男は興味深そうにその様子を見ると、やがてにっこりと笑う。
「やはりあなたの力は強いようだ。それにこの国の魔術も扱える。この国では魔術をなんと呼ぶのですか?」
尋ねる様がまるで好奇心旺盛な子供のようで瑞希は訝しげに思うが、表情を引き締めて再度言った。

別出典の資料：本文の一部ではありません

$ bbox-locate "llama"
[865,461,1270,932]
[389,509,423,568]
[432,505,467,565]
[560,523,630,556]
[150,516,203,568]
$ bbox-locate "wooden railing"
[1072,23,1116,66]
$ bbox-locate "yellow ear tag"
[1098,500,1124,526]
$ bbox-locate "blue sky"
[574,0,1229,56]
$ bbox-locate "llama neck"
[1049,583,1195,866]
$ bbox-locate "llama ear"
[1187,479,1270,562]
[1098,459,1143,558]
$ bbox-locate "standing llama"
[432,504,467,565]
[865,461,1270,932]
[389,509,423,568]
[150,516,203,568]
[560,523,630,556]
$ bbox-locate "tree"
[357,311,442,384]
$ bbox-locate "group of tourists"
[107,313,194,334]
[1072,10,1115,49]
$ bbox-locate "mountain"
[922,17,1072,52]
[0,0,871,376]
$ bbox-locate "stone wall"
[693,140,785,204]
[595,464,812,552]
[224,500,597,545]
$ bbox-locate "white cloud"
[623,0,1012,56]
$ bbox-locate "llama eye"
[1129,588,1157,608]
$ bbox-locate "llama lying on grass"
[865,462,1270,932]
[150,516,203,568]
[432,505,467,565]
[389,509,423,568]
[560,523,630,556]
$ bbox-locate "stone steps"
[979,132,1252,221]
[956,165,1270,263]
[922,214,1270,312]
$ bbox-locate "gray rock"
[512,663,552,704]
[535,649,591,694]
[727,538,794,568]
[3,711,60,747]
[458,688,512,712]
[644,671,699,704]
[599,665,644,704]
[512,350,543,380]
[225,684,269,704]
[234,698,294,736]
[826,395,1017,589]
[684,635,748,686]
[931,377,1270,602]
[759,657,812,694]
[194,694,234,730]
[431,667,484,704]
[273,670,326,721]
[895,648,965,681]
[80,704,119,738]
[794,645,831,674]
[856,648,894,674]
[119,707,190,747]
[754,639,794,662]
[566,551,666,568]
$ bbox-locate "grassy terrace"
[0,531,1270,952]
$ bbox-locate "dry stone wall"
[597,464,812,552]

「尋ねているのはこちらだ。答える気がないないなら容赦なくたたっ斬るぞ。」
瑞希の脅しにも男は笑う。
「名乗るほどのものじゃありませんよ。私は、この国に探し物を探しに来ました。」
「この国…?」
この男のさっきからの言動は、何か違う。
なんだか、この国は外から見たような言い方で。
まさかと思い、瑞希は男を睨んだ。
「……貴様、国外の妖怪か?」
何も、妖怪というものはこの国だけに存在しない。
形や名前は違えど、外国でも伝説として残っている。実際に悪魔祓いなどが存在していたという。過去形だが、今も存在しているかもしれない。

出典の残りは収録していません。